Level Name Description
M0 None No architecture capability
M1 Initial Ad-hoc, unorganised
M2 Under Development Processes being defined
M3 Defined Documented and standardised
M4 Managed Measured and controlled
M5 Optimising Continuous improvement

Nine ACMM Characteristics

Each characteristic is assessed independently across M0–M5, giving a multi-dimensional view rather than a single score.

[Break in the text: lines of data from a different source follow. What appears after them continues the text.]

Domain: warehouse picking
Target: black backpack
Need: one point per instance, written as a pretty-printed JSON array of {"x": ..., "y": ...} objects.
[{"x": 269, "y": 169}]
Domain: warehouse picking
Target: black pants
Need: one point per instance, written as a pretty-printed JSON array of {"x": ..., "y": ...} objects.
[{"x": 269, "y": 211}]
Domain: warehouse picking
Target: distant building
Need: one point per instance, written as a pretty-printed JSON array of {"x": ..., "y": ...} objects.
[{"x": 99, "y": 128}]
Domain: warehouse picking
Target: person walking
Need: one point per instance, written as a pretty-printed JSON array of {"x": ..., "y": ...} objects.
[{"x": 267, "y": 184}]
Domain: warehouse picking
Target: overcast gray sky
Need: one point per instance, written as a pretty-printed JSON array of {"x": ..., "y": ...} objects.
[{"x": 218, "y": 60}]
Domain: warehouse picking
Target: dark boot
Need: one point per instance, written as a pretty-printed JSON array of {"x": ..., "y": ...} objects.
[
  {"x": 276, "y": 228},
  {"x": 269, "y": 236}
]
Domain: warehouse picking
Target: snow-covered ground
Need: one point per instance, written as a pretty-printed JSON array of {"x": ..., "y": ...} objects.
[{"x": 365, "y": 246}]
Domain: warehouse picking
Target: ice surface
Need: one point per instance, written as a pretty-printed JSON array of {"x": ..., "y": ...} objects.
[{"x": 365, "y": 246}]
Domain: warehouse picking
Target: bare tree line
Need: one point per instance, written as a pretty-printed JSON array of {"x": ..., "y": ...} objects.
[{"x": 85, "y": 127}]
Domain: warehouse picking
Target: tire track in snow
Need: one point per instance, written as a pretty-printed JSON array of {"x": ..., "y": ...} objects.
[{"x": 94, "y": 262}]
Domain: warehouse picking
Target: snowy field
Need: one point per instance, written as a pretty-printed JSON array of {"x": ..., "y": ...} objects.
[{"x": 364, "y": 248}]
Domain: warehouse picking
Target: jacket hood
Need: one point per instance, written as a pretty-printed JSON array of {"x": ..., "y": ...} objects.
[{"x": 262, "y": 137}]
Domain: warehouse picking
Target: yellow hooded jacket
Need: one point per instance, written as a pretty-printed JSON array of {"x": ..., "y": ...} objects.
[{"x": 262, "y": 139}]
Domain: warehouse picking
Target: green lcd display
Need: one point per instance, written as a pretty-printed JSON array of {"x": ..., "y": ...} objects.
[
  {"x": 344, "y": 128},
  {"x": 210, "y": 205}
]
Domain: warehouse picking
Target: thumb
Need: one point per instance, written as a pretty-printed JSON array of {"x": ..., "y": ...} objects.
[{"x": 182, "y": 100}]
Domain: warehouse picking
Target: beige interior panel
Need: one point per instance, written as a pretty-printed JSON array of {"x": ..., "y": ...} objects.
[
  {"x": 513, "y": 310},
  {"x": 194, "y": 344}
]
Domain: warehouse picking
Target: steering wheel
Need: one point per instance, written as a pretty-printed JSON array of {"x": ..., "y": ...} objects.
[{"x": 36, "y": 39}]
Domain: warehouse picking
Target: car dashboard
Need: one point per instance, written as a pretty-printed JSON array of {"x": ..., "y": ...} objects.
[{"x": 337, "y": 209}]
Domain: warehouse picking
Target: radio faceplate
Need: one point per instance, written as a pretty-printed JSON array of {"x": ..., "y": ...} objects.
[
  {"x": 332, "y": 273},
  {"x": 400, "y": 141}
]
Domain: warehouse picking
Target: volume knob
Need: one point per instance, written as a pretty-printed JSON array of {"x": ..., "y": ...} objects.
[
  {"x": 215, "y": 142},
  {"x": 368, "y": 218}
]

  1. Architecture Process — how architecture work is performed
  2. Architecture Development — maturity of producing architecture artefacts and deliverables
  3. Business Linkage — alignment between architecture and business strategy
  4. Senior Management Involvement — executive sponsorship and engagement with EA
  5. Operating Unit Participation — involvement of business units in architecture processes
  6. Architecture Communication — how architecture is communicated across the organisation
  7. IT Security — integration of security into architecture practice
  8. Architecture Governance — controls, compliance, decision-making structures
  9. IT Investment and Acquisition Strategy — how architecture informs technology investment decisions

Practical use: the CMM “meter” identifies specific capability gaps rather than blanket immaturity statements — useful for targeted improvement roadmaps.

ADM Prerequisite

The ICL ADM requires the client organisation to be at ACMM maturity level M3 or above across all nine characteristics. Effective ADM execution is capability-gated.

Level Implication
M0–M1 EA becomes ineffective without foundational structures
M2 Minimum viable governance emerging
M3+ EA can function with documented standards and executive support

History

Capability Maturity Models were developed by the Software Engineering Institute (SEI) at Carnegie Mellon University in 1987 to assess and improve software development processes. Originally created to help the U.S. Department of Defense evaluate contractor capabilities, CMM has since evolved into CMMI, covering broader business areas.